Polish Film Institute: This project has a long history.

Robert Benmussa: Yes, this project has been in Roman Polański’s head for the past eight years. We were thinking about making a film about the Dreyfus affair, but he couldn’t find the right point of view. Then he suddenly discovered the character of colonel Picquart, who is a detective investigating the case; this was when he decided to turn the affair into a political thriller, a spy story. The screenwriting process took two years. In the meantime, Robbert Harris wrote his novel “An Officer and a Spy,” which will be published worldwide. The film will be true to all details of the period, but will place the affair in a universal context that also relates to current affairs. In my opinion, the character of colonel Pocquart has a lot to do with Edward Snowden.

Have you always considered locating part of the production in Poland?

Since The Pianist, all of our films have had something to do with Poland, whether it was filming here or at least having a Polish co-producer. This is the result of two factors – Roman Polański’s biography, and our positive experience while working on The Pianist. This film was widely regarded as a Polish production and received the Palme d’Or in Cannes as a Polish film. Our history with Poland is therefore rather long.

What are your impressions after visiting Alvernia Studios?
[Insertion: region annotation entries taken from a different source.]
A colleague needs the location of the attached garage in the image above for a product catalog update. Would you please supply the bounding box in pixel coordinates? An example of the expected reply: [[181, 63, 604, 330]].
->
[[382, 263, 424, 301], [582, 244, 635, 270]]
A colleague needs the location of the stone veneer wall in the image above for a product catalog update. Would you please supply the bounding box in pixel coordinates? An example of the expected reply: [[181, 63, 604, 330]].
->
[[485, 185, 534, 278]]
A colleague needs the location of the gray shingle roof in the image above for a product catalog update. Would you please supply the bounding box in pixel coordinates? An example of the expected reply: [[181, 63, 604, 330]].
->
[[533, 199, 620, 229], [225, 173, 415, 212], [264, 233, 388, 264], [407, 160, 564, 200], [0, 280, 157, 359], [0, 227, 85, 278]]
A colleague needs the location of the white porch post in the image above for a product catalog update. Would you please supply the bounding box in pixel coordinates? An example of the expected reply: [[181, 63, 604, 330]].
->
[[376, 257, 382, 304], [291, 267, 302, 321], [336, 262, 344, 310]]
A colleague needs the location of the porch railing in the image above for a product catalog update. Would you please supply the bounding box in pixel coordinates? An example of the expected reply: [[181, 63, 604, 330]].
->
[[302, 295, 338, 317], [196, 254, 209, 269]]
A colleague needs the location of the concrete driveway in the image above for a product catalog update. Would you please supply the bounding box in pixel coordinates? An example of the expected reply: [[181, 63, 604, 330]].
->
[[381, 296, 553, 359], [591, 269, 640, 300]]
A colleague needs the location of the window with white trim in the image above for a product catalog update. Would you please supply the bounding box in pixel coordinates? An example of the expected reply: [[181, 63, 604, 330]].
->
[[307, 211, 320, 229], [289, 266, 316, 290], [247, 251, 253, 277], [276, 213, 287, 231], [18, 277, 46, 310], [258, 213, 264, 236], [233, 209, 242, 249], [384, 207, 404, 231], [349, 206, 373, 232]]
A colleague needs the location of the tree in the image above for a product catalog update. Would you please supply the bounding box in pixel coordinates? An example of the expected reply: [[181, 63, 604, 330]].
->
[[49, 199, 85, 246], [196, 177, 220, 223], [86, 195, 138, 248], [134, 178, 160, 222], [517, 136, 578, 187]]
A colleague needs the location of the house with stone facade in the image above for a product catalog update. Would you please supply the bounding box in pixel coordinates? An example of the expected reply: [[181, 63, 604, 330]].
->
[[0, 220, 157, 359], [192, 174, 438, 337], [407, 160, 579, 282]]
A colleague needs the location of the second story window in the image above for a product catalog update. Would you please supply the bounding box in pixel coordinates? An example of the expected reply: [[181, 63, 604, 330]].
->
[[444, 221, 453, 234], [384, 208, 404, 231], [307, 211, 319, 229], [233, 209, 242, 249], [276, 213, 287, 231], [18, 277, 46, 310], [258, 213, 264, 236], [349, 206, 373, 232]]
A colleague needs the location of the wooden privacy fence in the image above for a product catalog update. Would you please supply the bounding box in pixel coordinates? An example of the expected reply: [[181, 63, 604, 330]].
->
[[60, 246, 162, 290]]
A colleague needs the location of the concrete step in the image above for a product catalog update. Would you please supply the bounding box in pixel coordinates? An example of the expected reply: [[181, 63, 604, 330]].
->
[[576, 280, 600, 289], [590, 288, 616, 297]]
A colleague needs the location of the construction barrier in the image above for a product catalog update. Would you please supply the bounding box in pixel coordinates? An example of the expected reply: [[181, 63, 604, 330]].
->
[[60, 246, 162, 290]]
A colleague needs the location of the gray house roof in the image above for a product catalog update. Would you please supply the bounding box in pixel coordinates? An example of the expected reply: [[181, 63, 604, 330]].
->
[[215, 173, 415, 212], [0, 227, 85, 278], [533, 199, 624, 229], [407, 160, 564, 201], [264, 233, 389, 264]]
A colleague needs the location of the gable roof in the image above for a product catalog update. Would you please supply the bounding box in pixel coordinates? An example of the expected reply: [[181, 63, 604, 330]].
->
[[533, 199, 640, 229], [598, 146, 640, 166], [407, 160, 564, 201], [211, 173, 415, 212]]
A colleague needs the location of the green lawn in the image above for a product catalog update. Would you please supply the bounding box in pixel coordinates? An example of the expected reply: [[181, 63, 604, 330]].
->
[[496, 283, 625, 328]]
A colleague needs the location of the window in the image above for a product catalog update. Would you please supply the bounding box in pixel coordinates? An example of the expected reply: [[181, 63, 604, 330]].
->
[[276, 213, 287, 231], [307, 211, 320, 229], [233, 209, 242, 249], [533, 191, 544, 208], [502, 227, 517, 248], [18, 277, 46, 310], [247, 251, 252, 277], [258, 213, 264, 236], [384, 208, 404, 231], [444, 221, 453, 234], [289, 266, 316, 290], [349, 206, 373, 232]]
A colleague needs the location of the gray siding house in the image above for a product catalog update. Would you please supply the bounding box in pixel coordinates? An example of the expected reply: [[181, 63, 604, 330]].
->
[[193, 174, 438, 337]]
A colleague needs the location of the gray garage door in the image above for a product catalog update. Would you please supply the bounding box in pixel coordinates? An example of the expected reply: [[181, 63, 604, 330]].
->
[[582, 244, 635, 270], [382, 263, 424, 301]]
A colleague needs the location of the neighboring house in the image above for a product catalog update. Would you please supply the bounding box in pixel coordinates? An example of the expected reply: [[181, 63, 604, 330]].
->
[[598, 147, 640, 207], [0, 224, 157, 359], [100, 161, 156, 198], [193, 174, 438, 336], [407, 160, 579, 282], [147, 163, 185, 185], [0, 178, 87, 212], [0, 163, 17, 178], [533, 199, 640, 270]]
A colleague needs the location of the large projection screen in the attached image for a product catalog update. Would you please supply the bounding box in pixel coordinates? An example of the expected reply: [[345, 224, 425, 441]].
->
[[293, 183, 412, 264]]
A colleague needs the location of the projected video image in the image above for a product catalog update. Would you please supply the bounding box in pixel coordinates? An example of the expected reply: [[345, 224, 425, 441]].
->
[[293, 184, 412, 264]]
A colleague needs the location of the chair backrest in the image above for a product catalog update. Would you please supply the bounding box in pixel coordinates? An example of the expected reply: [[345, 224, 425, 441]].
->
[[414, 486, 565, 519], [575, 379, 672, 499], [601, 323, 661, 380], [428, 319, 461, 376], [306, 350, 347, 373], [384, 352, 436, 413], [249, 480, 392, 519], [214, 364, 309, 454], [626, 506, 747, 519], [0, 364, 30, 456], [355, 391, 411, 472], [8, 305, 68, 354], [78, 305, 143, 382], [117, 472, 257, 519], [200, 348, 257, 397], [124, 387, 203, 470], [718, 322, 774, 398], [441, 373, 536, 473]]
I knew what to prepare for, I knew it was a huge film studio. I was confident that the conditions would be appropriate. Poland has a great filmmaking tradition, so I wasn’t surprised to find something that meets world standards.

From your perspective as a foreign producer of a major project, what are the advantages and disadvantages of locating a film production in Poland?

There is one major advantage and one major disadvantage of filming in Poland. On the plus side, there is the quality of the film crew and competitive prices. The minus side is the lack of tax incentives that have long been introduced in other European countries, including France. If I were to take this opportunity to ask for something, it would be for creating the incentives necessary for foreign producers to want to produce more of their projects in Poland.